La seguridad es la prioridad absoluta en la esgrima moderna. Aunque las armas de competición tienen puntas romas y no tienen filo cortante real, los movimientos a alta velocidad pueden causar lesiones si el equipamiento no es el adecuado. Por eso la FIE (Federación Internacional de Esgrima) regula con detalle cada pieza del equipamiento.
La máscara
La máscara es la pieza de protección más visible y reconocible del esgrimista. Cubre completamente la cabeza y está compuesta por:
La rejilla: una estructura metálica que protege la cara permitiendo la visión. Debe resistir una fuerza de impacto de al menos 1600 newtons. La malla es suficientemente fina como para impedir que la punta del arma se cuele por ella.
El babero: la parte que protege el cuello y la garganta. En el sable, el babero debe ser conductor porque la cabeza y el cuello son zona válida. En florete y espada el babero puede ser de tela resistente no conductora.
La suspensión interna: el sistema de ajuste que mantiene la máscara firmemente en la cabeza durante los movimientos más bruscos.
La chaquetilla y el plastón
La chaquetilla es la prenda principal de protección del torso. Debe estar fabricada con materiales resistentes a los cortes y las puntas, capaces de soportar al menos 350 newtons de fuerza de penetración. La chaquetilla cubre el torso, los brazos y parte del cuello.
El plastón (o pechera) es una prenda adicional que se lleva debajo de la chaquetilla, cubriendo únicamente el lado del cuerpo que usa el arma (el lado “expuesto” al rival). Añade una capa extra de protección en la zona más vulnerable. Es obligatorio en todas las competiciones.
El peto conductor (lame)
En florete y sable, encima de la chaquetilla se lleva el peto conductor (llamado lame o chaquetilla metálica).
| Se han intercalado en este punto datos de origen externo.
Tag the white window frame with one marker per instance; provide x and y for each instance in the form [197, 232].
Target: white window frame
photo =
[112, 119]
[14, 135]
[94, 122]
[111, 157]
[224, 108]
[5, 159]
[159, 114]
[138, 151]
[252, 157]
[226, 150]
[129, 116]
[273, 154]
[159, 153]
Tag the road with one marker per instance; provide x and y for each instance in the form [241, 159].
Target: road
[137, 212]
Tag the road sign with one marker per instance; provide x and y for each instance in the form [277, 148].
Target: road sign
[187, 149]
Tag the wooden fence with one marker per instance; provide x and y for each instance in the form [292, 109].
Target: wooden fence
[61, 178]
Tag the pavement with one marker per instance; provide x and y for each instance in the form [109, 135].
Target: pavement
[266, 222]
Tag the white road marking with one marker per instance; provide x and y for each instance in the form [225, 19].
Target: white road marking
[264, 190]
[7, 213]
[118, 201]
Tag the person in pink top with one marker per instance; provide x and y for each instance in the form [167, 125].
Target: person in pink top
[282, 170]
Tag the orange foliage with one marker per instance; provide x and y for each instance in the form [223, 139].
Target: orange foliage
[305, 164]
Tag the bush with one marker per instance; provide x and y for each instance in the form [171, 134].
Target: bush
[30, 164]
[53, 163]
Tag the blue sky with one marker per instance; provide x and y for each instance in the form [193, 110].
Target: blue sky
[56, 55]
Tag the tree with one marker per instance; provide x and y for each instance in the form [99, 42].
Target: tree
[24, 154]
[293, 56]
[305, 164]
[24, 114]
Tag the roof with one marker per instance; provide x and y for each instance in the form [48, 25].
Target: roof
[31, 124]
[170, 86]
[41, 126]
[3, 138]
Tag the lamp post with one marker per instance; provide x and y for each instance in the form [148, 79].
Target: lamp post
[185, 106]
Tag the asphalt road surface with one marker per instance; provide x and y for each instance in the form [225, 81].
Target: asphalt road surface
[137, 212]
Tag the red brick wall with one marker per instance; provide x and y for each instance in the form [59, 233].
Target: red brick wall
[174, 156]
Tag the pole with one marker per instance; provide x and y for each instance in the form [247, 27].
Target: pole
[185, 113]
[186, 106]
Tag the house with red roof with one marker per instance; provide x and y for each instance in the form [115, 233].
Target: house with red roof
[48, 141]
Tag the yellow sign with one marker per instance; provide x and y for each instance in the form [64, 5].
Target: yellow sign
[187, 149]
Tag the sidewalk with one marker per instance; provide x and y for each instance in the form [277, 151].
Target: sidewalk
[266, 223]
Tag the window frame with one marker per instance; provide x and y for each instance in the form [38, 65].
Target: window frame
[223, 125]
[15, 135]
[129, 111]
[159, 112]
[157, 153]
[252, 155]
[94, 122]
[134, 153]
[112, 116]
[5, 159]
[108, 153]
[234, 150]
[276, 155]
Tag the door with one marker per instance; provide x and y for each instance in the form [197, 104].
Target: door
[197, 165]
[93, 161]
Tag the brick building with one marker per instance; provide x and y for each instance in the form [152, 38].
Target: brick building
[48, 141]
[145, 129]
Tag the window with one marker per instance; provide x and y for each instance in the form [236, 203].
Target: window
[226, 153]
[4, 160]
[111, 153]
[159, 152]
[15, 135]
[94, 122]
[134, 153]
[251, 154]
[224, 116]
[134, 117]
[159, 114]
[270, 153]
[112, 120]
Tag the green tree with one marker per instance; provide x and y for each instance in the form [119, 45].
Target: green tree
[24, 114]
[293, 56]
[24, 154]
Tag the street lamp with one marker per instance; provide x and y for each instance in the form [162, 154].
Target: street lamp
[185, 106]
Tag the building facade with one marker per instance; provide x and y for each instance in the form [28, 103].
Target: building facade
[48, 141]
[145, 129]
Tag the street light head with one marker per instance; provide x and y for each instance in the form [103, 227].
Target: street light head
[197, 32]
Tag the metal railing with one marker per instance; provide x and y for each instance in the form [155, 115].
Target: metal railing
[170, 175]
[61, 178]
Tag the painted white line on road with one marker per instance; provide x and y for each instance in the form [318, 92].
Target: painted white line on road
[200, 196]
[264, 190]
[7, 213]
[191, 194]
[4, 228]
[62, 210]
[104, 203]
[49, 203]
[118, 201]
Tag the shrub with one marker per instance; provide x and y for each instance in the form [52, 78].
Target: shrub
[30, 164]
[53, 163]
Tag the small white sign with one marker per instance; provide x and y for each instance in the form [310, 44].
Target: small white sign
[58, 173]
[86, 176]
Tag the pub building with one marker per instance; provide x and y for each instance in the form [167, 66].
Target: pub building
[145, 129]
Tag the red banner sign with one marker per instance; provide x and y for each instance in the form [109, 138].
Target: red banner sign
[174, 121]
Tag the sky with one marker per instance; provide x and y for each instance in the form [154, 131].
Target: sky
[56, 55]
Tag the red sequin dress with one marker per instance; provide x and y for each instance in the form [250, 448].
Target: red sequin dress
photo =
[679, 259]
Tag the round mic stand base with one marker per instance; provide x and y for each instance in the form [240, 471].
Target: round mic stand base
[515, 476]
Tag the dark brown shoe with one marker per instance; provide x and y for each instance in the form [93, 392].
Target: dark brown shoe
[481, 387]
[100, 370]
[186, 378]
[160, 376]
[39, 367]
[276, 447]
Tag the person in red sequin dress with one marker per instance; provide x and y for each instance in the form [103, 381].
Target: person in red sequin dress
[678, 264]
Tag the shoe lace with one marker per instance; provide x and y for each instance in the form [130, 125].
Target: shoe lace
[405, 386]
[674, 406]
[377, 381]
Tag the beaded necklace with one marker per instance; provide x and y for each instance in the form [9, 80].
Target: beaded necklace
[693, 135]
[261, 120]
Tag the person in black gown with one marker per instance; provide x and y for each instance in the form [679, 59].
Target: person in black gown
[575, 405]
Esta prenda está tejida con hilos conductores de electricidad y cubre exactamente la zona válida del arma:
- En florete: el tronco (delante y detrás), desde la base del cuello hasta la línea de la cadera.
- En sable: todo lo que está por encima de la cintura, incluyendo los brazos y la parte superior de la máscara (que también es conductora).
Cuando la punta del arma rival toca el peto conductor, el circuito eléctrico se cierra y se registra el tocado. Si la punta toca una zona no cubierta por el peto (zona no válida), el circuito queda abierto y se ilumina la lámpara blanca.
El guante
El guante protege la mano y la muñeca del tirador. Solo es obligatorio en la mano del arma (la mano que sostiene el florete, la espada o el sable). El guante tiene el dorso más rígido para proteger de los impactos, pero la palma debe ser suficientemente flexible para mantener el control del arma.
En competiciones de sable, el guante también debe ser conductor ya que la mano es zona válida.
Las calzas y el calzado
Las calzas son el pantalón específico de esgrima, fabricado con material resistente. Llegan hasta la rodilla y se complementan con medias altas. El calzado de esgrima tiene una suela plana que favorece los movimientos de avance y retroceso rápidos y permite los giros de tobillo sin riesgo de lesión.
El cable de conexión
En competición, cada tirador está conectado al sistema de puntuación mediante un cable enrollable (el carrete o bobine) que corre a lo largo del cuerpo y se conecta al arma. El cable sale por detrás de la chaquetilla, pasa por el carrete que hay en la parte trasera de la piste y llega a la caja registradora. Este sistema garantiza libertad de movimiento sin que el cable interfiera en el combate.